在一名夜之城的普通人眼裡,一輛停在酒店門口的空車,可能只是裝了自動駕駛功能,湊巧停在路邊等人而已。
而面對電梯門的二次開閉,也頂多能聯想到傳感器故障這一層。
但倘若……是以凌憶本人的視角呢?
灰色轎車緩緩停下,一具渾身抽搐的棕色人屍赫然躺在副駕駛座上。
隨著刹車的慣性,它的臉頰微微倒向凌憶,嘴部大張,散發著倒人胃口的惡臭。
若是仔細分辨,還能勉強看出那人屍身上抽搐著的棕色……其實是一身層層疊疊的、像鱗片一樣擠在一起的蟑螂。
而就在意識到這一點的瞬間,那渾身的蟑螂就都如受驚了一樣,張開翅膀,“嗡”一陣朝他撲面而來。

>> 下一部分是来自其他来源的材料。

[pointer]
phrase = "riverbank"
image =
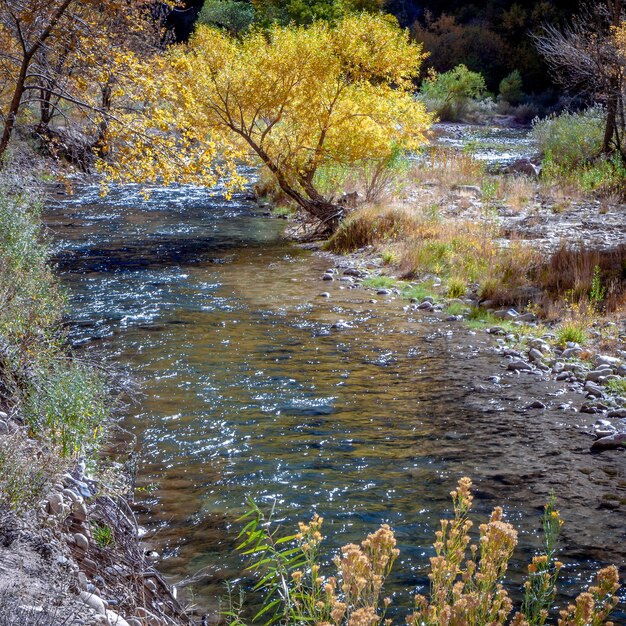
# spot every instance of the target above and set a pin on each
(539, 267)
(70, 550)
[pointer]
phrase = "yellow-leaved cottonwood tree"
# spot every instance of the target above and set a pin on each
(297, 98)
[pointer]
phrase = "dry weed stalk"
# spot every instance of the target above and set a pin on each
(465, 581)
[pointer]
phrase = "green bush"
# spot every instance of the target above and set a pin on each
(511, 88)
(236, 17)
(453, 94)
(570, 139)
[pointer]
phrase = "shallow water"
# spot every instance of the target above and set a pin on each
(250, 391)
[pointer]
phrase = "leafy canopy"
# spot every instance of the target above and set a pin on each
(297, 97)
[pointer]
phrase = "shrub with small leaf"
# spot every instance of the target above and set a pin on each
(466, 578)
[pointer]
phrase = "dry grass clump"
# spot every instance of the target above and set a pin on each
(376, 225)
(466, 576)
(578, 273)
(448, 167)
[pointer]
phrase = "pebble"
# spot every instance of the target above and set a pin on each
(506, 314)
(93, 601)
(115, 619)
(517, 366)
(55, 504)
(593, 390)
(597, 375)
(79, 510)
(81, 541)
(609, 443)
(536, 405)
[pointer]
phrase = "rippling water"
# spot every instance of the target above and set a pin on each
(255, 386)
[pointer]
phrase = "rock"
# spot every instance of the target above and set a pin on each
(55, 504)
(569, 353)
(603, 428)
(518, 366)
(536, 405)
(79, 510)
(589, 408)
(527, 317)
(592, 389)
(611, 442)
(506, 314)
(93, 601)
(597, 375)
(81, 541)
(602, 359)
(71, 495)
(115, 619)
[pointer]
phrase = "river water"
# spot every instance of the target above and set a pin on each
(255, 386)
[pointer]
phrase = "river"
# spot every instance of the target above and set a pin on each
(255, 386)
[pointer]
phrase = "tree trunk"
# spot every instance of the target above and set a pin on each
(14, 107)
(611, 129)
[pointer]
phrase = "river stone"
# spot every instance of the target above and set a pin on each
(569, 353)
(55, 504)
(93, 601)
(603, 359)
(81, 541)
(592, 389)
(506, 314)
(115, 619)
(597, 375)
(79, 510)
(611, 442)
(518, 366)
(537, 404)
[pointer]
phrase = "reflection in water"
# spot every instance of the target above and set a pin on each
(251, 390)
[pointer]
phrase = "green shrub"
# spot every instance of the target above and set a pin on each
(232, 15)
(300, 585)
(571, 139)
(67, 406)
(511, 88)
(452, 93)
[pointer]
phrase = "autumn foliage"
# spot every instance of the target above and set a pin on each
(297, 98)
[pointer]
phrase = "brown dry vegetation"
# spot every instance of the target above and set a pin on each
(420, 237)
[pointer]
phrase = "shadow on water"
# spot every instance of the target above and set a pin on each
(253, 389)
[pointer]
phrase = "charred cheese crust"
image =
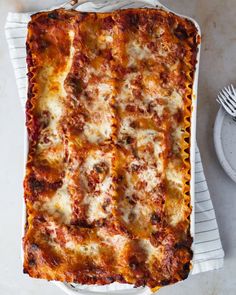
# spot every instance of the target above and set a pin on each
(107, 185)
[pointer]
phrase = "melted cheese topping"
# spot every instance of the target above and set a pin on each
(106, 185)
(60, 205)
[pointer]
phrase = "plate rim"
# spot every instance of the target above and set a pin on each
(219, 147)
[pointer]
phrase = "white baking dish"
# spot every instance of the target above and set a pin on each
(116, 288)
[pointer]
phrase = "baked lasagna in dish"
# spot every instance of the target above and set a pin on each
(107, 185)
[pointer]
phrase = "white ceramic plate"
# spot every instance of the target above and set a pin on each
(225, 142)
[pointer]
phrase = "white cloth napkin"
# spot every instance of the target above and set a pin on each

有多少隻?或許數千,或許數萬,但都足以在眼前化作鋪天的黑潮。
恐慌,不適,捂住臉掉頭逃竄,這是任何正常人都會出現的反應。
然而凌憶的理智,卻穩穩壓製住了身為人類的防禦本能。
雙臂、雙腿,都沒有半分退避的動作。
只有眼皮,在蟲潮來襲的那一刻,稍稍顫抖了一下。
沒了“皮膚”遮蓋的血屍緩緩坐起,走下了車。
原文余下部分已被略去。